Lawyers for Meta, the parent company of Facebook and Instagram, are accusing the Federal Trade Commission of attempting to exert more power than the agency is granted by law. The agency is planning to revise its 2020 settlement with Facebook over the company’s privacy violations, which fined the company $5 billion, a move Meta says is illegal. The social networking company is seeking to block the agency’s proceeding that would determine the settlement revisions.
“The FTC seeks to substitute itself for this court by taking ‘further enforcement action’ and ‘modifying’” the settlement, Meta’s lawyers wrote in a motion for an injunction filed Wednesday in Washington, D.C. District Court, according to Bloomberg. “This court—not the FTC—has exclusive jurisdiction.” Federal judge Timothy Kelly approved the original settlement, and the motion was filed to him.
For its part, the FTC has faulted Facebook for violating the terms of the settlement multiple times. The agency announced it would convene a meeting to change the settlement on May 3 with plans to penalize Meta further by banning any use of facial recognition and any monetization of children’s data.
Meta alleges that the FTC is trying to circumvent the court because the agency’s leaders know their intended modifications would not pass legal muster: “The consent order is clear that only the federal court, not the FTC, can enforce or modify it, and the FTC is bound to comply with its terms,” a Meta spokesperson told Gizmodo. The FTC declined to comment.
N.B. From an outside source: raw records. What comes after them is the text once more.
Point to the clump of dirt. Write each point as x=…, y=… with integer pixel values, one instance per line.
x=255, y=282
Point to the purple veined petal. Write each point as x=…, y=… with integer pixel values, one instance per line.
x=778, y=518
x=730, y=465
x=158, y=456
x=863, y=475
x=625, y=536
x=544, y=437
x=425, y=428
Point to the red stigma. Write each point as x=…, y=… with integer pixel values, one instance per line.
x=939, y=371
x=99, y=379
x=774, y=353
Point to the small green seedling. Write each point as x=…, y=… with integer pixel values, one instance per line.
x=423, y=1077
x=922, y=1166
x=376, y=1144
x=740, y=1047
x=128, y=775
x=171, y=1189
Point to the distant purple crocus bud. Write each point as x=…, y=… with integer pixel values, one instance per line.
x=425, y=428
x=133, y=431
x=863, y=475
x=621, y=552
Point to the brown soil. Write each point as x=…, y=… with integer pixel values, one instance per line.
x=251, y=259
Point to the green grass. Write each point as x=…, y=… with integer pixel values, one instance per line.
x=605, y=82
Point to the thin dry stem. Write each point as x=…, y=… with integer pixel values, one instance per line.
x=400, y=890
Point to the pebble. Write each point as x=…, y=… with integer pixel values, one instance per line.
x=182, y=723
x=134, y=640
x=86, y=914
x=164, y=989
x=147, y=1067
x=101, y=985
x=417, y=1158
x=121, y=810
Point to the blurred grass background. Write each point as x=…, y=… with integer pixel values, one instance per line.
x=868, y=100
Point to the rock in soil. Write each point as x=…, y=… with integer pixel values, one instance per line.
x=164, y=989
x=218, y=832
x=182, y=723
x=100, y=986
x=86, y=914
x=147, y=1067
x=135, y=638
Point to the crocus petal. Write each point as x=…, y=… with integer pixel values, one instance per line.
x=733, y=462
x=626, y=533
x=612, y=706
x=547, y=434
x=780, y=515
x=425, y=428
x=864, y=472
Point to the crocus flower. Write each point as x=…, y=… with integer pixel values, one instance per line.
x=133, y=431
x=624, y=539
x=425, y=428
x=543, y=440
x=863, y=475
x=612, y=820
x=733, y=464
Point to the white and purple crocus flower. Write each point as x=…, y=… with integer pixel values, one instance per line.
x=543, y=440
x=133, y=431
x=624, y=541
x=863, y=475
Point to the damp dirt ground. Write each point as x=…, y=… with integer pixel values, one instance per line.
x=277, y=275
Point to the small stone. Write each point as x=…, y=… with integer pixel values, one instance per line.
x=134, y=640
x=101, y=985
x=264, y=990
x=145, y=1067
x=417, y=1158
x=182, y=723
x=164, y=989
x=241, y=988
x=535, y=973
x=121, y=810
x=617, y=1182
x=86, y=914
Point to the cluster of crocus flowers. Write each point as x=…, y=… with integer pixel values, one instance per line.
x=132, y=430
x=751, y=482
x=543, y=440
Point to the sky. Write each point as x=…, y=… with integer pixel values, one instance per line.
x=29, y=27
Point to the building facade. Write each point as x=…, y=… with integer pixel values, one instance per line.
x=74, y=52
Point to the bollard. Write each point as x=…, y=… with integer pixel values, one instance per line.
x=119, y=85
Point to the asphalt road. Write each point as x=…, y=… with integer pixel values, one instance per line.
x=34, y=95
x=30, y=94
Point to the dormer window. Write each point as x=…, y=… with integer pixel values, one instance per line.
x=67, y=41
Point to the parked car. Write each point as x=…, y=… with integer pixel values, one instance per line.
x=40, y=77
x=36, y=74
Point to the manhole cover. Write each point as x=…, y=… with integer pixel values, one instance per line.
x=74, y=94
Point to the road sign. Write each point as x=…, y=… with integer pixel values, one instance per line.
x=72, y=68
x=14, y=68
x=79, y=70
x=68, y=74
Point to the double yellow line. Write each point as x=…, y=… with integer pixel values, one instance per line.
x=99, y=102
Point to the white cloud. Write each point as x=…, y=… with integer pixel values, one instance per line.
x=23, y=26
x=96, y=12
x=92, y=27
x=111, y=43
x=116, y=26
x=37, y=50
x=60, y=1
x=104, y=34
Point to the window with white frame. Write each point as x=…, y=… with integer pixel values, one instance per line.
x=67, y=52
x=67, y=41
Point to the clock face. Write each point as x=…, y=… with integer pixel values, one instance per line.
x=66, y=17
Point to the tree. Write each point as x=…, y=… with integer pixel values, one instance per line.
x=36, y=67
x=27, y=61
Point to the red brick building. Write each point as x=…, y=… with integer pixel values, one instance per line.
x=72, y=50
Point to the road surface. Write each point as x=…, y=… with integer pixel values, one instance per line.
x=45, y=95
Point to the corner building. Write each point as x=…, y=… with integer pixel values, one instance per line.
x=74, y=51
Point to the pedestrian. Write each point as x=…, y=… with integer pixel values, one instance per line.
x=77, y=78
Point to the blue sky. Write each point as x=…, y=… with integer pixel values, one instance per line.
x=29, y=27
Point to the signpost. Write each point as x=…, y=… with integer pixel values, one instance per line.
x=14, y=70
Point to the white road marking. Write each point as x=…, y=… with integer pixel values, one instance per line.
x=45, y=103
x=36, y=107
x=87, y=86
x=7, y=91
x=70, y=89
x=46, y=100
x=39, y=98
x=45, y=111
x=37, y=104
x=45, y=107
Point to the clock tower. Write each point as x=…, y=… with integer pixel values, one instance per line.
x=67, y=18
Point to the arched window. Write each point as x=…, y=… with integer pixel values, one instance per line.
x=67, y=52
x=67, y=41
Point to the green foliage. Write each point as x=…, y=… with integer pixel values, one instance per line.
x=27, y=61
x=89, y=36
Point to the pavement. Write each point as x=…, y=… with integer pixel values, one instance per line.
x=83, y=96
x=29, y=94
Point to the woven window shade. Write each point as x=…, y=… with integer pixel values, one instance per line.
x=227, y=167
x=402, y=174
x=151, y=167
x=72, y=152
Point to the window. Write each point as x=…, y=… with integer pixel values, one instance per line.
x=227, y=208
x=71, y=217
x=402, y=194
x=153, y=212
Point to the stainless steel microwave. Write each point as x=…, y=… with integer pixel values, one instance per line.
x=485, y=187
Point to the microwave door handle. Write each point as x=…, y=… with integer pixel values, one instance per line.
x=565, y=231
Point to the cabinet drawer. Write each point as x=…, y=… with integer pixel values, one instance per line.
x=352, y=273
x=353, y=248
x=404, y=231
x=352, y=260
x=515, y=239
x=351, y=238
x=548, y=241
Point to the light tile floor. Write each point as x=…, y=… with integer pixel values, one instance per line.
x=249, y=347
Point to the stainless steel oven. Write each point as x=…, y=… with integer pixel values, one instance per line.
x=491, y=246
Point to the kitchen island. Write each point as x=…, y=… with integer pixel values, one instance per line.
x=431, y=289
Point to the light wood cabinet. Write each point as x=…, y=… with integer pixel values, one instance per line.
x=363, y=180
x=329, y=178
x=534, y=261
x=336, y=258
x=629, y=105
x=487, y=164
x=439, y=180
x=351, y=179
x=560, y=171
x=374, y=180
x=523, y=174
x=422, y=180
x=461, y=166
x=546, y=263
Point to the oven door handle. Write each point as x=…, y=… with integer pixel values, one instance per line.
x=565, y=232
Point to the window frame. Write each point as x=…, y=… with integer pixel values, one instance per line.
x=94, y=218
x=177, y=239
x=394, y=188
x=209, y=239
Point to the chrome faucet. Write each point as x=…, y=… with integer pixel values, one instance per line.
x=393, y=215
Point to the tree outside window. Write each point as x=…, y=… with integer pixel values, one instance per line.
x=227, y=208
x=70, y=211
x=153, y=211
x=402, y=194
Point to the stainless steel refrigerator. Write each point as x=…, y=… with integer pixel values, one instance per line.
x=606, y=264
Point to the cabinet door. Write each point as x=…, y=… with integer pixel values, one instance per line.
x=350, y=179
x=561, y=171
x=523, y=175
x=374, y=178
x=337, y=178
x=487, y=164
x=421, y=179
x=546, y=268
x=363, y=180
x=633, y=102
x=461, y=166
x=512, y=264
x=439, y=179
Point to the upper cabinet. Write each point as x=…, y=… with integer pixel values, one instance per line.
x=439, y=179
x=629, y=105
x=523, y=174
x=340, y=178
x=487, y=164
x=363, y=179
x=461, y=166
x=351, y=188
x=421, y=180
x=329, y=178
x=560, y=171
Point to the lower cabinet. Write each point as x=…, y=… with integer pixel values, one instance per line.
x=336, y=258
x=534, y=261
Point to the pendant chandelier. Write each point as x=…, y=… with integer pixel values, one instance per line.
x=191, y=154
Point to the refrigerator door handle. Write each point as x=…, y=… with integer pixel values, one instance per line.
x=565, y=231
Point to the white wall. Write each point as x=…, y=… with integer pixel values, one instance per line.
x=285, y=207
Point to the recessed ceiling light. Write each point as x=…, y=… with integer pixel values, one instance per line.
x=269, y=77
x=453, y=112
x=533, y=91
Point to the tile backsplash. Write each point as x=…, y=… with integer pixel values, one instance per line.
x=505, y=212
The original settlement, the biggest fine in the FTC’s history, obligated Facebook to pay $5 billion for mishandling its users’ data, abusing their trust, and failing to safeguard their privacy. The conditions of the settlement did not prohibit Facebook from collecting data and sharing it with third parties, however. The fine came on the heels of the Cambridge Analytica scandal, which saw the data of 87 million users harvested under the guise of a quiz app but used for political marketing.